Without her, there would be no Macy Gray, Erykah Badu, Amy Winehouse or Janelle Monáe! Gone to heaven, Betty Davis remains the pioneer of feline soul sisters. The funk goddess par excellence. She was also one of the leading ladies in a certain Miles Davis' life, whose wife she would be for a short time. But who really were you Betty?

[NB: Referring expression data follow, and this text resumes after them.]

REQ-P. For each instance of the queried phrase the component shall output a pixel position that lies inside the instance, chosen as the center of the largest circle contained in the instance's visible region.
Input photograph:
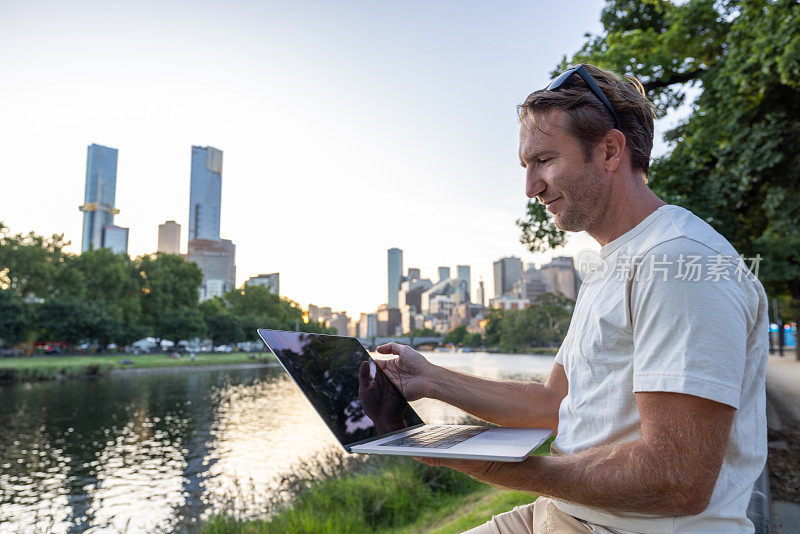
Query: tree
(456, 335)
(32, 266)
(73, 320)
(113, 281)
(733, 161)
(169, 283)
(14, 319)
(222, 326)
(179, 323)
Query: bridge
(372, 342)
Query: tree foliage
(544, 322)
(733, 161)
(47, 295)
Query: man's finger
(390, 348)
(363, 374)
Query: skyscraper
(169, 237)
(116, 239)
(506, 272)
(395, 271)
(463, 274)
(99, 196)
(271, 281)
(217, 260)
(205, 194)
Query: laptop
(368, 414)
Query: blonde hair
(590, 120)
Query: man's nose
(534, 185)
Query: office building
(340, 322)
(368, 325)
(319, 314)
(217, 261)
(169, 238)
(271, 281)
(205, 194)
(395, 272)
(506, 272)
(389, 321)
(116, 239)
(465, 314)
(411, 293)
(509, 302)
(463, 273)
(531, 285)
(562, 277)
(99, 198)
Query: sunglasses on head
(586, 77)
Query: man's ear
(613, 145)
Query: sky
(348, 128)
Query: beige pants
(539, 517)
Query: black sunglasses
(584, 74)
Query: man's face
(557, 174)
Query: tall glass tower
(395, 272)
(205, 194)
(98, 198)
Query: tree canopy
(733, 161)
(48, 295)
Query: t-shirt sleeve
(689, 323)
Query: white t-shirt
(674, 308)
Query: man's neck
(624, 212)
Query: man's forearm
(626, 478)
(502, 402)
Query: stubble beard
(578, 214)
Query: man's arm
(502, 402)
(670, 470)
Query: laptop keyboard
(436, 437)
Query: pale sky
(347, 127)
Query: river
(158, 452)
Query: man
(657, 391)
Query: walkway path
(783, 391)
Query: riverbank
(386, 494)
(43, 368)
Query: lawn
(34, 368)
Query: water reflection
(150, 453)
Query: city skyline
(395, 136)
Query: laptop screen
(347, 388)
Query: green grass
(35, 368)
(386, 494)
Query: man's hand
(671, 470)
(382, 403)
(410, 371)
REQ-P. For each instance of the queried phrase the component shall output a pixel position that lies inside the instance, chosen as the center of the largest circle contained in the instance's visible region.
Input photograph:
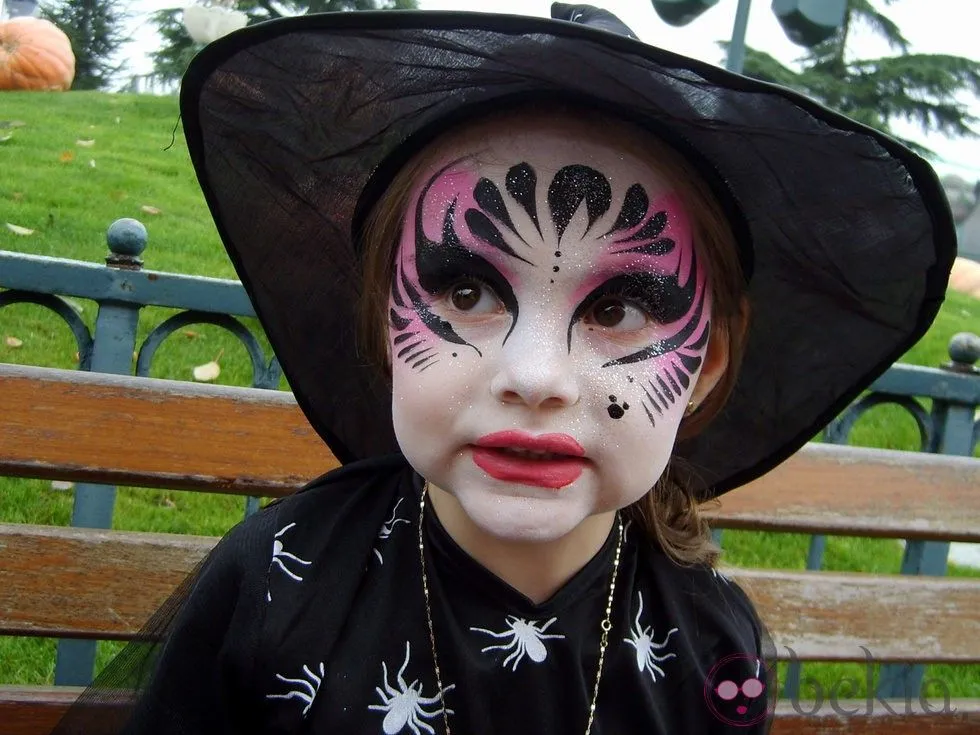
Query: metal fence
(942, 401)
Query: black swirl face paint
(514, 227)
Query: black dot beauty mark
(615, 410)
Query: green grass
(140, 160)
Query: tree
(177, 50)
(925, 89)
(95, 29)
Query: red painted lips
(546, 460)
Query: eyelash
(628, 296)
(624, 293)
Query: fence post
(955, 423)
(112, 352)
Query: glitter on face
(541, 349)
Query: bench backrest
(71, 582)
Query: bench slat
(84, 583)
(965, 720)
(894, 494)
(829, 616)
(62, 424)
(87, 583)
(35, 710)
(73, 425)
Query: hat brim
(292, 125)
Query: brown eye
(466, 296)
(609, 313)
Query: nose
(535, 369)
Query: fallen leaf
(207, 372)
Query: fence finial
(127, 241)
(964, 351)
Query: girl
(553, 238)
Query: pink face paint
(542, 225)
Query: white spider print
(279, 553)
(306, 688)
(405, 706)
(525, 639)
(388, 527)
(641, 639)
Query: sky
(931, 26)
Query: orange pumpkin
(35, 54)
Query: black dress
(309, 617)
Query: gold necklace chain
(605, 625)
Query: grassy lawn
(75, 162)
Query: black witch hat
(295, 127)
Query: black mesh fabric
(295, 126)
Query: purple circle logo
(736, 690)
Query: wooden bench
(80, 583)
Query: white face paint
(546, 298)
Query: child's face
(546, 286)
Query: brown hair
(670, 513)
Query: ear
(713, 366)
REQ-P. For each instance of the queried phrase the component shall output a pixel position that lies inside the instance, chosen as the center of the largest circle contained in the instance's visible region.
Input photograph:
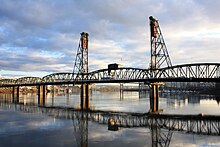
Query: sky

Betty was a big influence on my personal life as well as my musical life… If Betty were singing today she’d be something like Madonna; something like Prince, only as a woman. She was the beginning of all that when she was singing as Betty Davis.” In his autobiography that was published in 1989, Miles Davis sums up Betty Davis’s potential in just a few words. And who better to do so than the trumpeter who was her husband between 1968 and 1969. It was a romance, however fleeting, that would leave its mark upon the most famous of jazzmen… Sadly no longer with us, Betty Davis is the one who passed on to Miles the sounds of a whole generation. It was she who introduced him to the colourful funk of Sly & The Family Stone and the psychedelic rock of Jimi Hendrix! She also transformed his wardrobe, exchanging his suits for flares and flashy shirts. A completely different world then opened up for the forty-year-old trumpeter who was anxious to stick to the tastes of the young audience. We hear this change on albums such as Filles de Kilimanjaro (1969), In a Silent Way (1969) and especially Bitches Brew (1970). But who is this mysterious muse whose face adorns the cover of Filles de Kilimanjaro, which concludes with the theme that takes her maiden name Mademoiselle Mabry (Miss Mabry)?